Canonical huffman encoding algo

Question

Hello I am trying to implement Canonical huffman encoding but i dont understand wiki and google guides, I need explain more abstractly...

I tried this: 1. Get list of regular huffman encoding length's codes. like this:

A - code: 110, length: 3.
B - code: 111, length: 3.
C - code: 10, length 2.
D - code: 01, length 2.
E - code: 00, length 2.

2. I sorting the table by symbol and length like this:

 C - code: 10, length 2. D - code: 01, length 2. E - code: 00, length 2. A - code: 110, length: 3. B - code: 111, length: 3. 
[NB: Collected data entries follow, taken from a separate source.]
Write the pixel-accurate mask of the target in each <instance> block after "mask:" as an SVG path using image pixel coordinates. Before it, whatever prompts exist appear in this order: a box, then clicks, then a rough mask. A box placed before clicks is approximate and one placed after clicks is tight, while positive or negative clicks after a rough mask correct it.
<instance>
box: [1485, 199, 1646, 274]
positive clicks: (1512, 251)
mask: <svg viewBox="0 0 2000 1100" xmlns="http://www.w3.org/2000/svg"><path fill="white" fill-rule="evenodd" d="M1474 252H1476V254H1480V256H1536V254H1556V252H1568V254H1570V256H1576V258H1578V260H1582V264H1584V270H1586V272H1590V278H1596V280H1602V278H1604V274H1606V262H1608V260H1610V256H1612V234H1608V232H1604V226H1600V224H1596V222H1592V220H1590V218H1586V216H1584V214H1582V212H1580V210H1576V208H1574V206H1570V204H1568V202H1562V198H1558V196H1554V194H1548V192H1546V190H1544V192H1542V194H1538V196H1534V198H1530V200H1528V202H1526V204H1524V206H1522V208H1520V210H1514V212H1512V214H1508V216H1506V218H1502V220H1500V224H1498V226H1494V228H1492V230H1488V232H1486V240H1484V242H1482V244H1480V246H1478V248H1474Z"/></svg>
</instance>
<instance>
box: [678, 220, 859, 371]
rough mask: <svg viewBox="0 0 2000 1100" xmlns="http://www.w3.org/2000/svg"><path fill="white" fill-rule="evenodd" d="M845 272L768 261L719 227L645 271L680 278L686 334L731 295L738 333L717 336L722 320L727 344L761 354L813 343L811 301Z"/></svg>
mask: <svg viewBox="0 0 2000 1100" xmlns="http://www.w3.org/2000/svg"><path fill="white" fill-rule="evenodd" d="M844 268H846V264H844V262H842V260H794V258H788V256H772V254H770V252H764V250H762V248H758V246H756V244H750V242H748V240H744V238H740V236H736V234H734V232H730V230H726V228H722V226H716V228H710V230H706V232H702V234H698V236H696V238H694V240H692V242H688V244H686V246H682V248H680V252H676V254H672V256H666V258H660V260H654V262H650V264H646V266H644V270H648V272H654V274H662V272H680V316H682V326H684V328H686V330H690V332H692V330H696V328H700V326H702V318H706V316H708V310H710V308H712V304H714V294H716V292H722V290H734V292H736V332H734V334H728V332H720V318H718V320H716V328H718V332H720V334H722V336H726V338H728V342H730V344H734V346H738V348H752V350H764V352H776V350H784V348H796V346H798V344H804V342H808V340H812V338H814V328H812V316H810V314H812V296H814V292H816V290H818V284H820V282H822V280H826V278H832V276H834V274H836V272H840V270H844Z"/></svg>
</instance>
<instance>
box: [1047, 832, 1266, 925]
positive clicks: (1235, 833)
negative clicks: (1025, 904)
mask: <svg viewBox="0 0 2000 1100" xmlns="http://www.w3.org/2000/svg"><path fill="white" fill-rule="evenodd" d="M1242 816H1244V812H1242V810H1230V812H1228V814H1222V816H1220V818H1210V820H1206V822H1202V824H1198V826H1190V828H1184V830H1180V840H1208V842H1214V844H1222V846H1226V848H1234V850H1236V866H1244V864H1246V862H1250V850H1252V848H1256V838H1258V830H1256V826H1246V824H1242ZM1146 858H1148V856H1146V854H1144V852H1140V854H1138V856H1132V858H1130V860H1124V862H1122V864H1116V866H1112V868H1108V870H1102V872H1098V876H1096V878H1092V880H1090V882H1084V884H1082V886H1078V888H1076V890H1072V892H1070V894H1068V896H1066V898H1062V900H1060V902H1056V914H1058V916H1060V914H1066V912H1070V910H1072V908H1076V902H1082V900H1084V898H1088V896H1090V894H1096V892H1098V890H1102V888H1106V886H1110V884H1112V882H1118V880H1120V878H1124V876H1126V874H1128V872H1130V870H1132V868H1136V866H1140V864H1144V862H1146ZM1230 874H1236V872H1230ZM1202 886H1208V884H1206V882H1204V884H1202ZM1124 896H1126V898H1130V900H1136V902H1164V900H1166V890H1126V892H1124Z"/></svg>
now i dont know how to proceed...

tnx a lot

Answer 1

Throw out the codes you get from the Huffman algorithm. You don't need those. Just keep the lengths.

Now assign the codes based on the lengths and the symbols. Sort by length, from shortest to longest, and within each length, sort the symbols in ascending order. (How you do that exactly doesn't matter, so long as every symbol is strictly less than or greater than any other symbol, and the encoder and decoder agree on how to do it.)

So we do the ordering:

C - 2
D - 2
E - 2
A - 3
B - 3

Two's come before three's, and within the 2's, C, D, E are in order, and within the 3's, A, B are in order.

Now we assign the code in integer order within each length, adding a zero bit at the end each time we go up a length:

C - 2 - 00
D - 2 - 01
E - 2 - 10
A - 3 - 110 <- after incrementing to 11, a zero was added to make 110
B - 3 - 111

That is a canonical code.

You could do it other ways if you like and still be canonical, eg counting backwards from 11, so long as the encoder and decoder agree on the approach. The whole point is to only have to transmit the lengths for each symbol from the encoder to the decoder, so as to not have to transmit the codes themselves which take more space.

Answer 2

You should sort symbols by there frequency, so most often would be on top and least often would be on bottom. (Overall frequency - 1):

A (0.5)
B (0.2)
C (0.15)
D (0.15)

Then mark one symbol with 0 and other with 1 , summ there frequencies and insert into proper position in list and again mark two least with 0 and 1 :

A (0.5)      A (0.5)
B (0.2)      C&D (0.3) 0
C (0.15) 0   B (0.2)   1
D (0.15) 1

And again...

A (0.5)      A (0.5)        A (0.5)      0
B (0.2)      C&D (0.3) 0    B&C&D (0.5)  1
C (0.15) 0   B (0.2)   1
D (0.15) 1

Until you obtain last pair. The path, marked by 0 and 1 from tail to symbol would be corresponding Huffman code:

A 0
B 11
C 100
D 101